Für die Normaleinstellungen war's das. Sofern man übrigens einen neuen Kernel installiert, muss man die Module nicht manuell bauen. Die werden beim Starten des oss-Services automatisch neu gelinkt. Die Karten werden automatisch erkannt, man muss nicht erst den Modulnamen rausfinden. 

Will man die Soundkartenreihenfolge ändern oder Devices aus der Liste löschen, macht man das in den Dateien im Verzeichnis /usr/lib/oss/etc. Die Dateien sind selbsterklärend. Sowas wie asoundrc und Änderungen in der modprobe.conf sind bei OSS4 nicht nötig. 

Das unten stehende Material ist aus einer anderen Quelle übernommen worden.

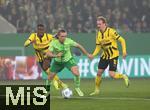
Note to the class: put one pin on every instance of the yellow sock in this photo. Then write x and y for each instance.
(60, 83)
(118, 76)
(98, 80)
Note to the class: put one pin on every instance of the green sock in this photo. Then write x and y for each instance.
(77, 81)
(48, 85)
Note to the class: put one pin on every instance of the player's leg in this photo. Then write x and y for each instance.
(56, 81)
(76, 73)
(103, 63)
(72, 66)
(117, 75)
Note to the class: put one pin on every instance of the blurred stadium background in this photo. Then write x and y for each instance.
(131, 18)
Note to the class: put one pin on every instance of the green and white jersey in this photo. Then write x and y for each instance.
(57, 47)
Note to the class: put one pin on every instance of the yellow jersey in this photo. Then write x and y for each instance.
(41, 44)
(107, 41)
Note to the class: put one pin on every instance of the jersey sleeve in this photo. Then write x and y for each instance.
(32, 37)
(114, 34)
(72, 43)
(97, 41)
(51, 46)
(50, 37)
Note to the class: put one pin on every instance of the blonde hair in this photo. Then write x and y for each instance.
(102, 18)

Jetzt kommt allerdings noch der Hammer: Bei den USE-Flags sollte man alsa deaktiveren und oss aktivieren. Und danach folgt die Compilierorgie von ca. 30 Paketen (u.a. kdelibs). 

2. Soundkartenunterstützung

Nicht erkannt wurde bei mir: 

- Softmodem AC97 bei meinem Notebook

- BT8x8-Aufnahmesoundchip bei meiner WinTV-Karte. 

Mit alsa funktionieren die problemlos. Dafür funktionieren die Soundblaster-XFI-Karten, für die es in Alsa noch keine Unterstützung gibt. 

3. Soundqualität

Hier geh ich nur mal vom Test mit meiner Notebooksoundkarte (Intel AC97) aus. Gerade bei AC97-Soundchips war die Qualität mit alsa immer relativ mies. Da liegen nach meinem subjektiven Empfinden Welten zwischen OSS4 und Alsa. Die Qualität bei OSS ist wesentlich besser. 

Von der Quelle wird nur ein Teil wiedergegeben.